Last year, MIT’s Solve selected M’Care Compass as 1 of the 7 Global Solvers for Health Security & Pandemics Challenge – from among 349 solutions across 64 countries. Solve, Ashimi says, “propelled” her social enterprise’s “growth path” by putting her “at the driver seat with access to an array of resources and a network” that fulfilled her most passionate mission – “empowering rural women and providing equitable healthcare.”
A geo-location feature tracks patient requests, workflows, and medical treatments in every community.
Simultaneous to M’Care expansion in 2021, Ashimi launched the Digi-Women Initiative in Partnership with Retail Giants Academy and SheLearns Here Initiative. Up-skilling rural women entrepreneurs’ digital literacy and resilience to economic shock waves, the Initiative bridged the women’s digital skills gaps.

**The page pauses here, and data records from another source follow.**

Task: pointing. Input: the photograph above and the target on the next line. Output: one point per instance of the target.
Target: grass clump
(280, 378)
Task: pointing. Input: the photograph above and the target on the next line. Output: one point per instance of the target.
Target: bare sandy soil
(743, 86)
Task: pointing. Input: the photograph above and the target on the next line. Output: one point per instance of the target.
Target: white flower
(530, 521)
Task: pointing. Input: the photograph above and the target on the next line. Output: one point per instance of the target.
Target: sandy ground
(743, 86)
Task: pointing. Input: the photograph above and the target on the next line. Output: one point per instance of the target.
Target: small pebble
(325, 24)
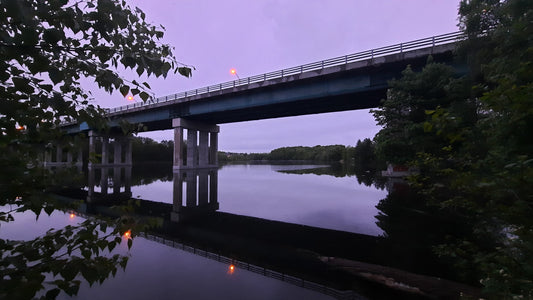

“Women hold the fabric of our societies. They constitute half of the world’s population today – and McKinsey reports digital up-skilling of women could add up to $12 trillion to the global GDP by 2025. That’s just 3 years away,” Ashimi’s 3-month long Initiative matched 100 rural women to digital jobs and helped:
- 54 micro-entrepreneurs set up e-Commerce stores
- 24 entrepreneurs create their Google Business Pages
- 10 women graduates from the digital marketing program design their business websites and social media sites and channels
Last mile impact – women-empowerment and equitable healthcare
M’Care’s long-term impact has fostered resilience across the communities it serves by:
- 74% reduction in mortality rates – increasing by 272% year-on-year deaths prevention
- 90% improved access to medicines, vaccines, and healthcare
- 94% increased detection of contagious index cases within 12-hours, limiting outbreaks
- 8 riverside communities built resilience to flood-related healthcare challenges with halting epidemics’ spread
CHEWs can flag highly contagious cases within a 12-hour period. Public health risk cases are immediately referred to preset referral hospitals and disease control centers across Nigeria – part of M’Care’s Compass 243 referral centers and hospitals in the proximity to the rural community. CHEWs can stabilize emergency cases with a direct phone call connecting them with medical specialists from M’Care’s database of 3,000 doctors.
“Over 80% of our patient demographic are women of child-bearing age and children under five. With over 50% child mortality rates, scaling M’Care across sub-Saharan Africa is our priority,” Ashimi notes. She aims to double the reach to 3.6 million rural people in the coming year, and to 50 million in the next five years, working with Primary Healthcare Directorates, Ministries of Health, pharmaceuticals, multilateral health organizations, and large NGOs with a network of CHEWs.
In a pandemic-prone world, Ashimi believes “timely primary care interventions” will be critical. Even in developed countries, strained health budgets will make it impossible to “scale healthcare workers to meet the exponential demand.” AI solutions such as M’Care will not only be important, but “redefine both developed and developing countries’ healthcare infrastructure to be more responsive, cost effective, and accessible to everyone needing care.” M’Care, she says, is ahead of “this curve through its adaptability and ground-up model.”
Asked how world leaders can make a greater impact, Ashimi offers one word: “Equity”.
“EQUITY. Development is not a zero-sum game if you add equity to the equation. Equitable access to healthcare, education, digital skills, economic and social mobility opportunities contribute to a rich, diverse, and exciting world where amazing creativity flourishes evenly without depleting or threatening the survival of our ecosystem. Equity is a holistic way of development for profit, the planet and people,” Ashimi says.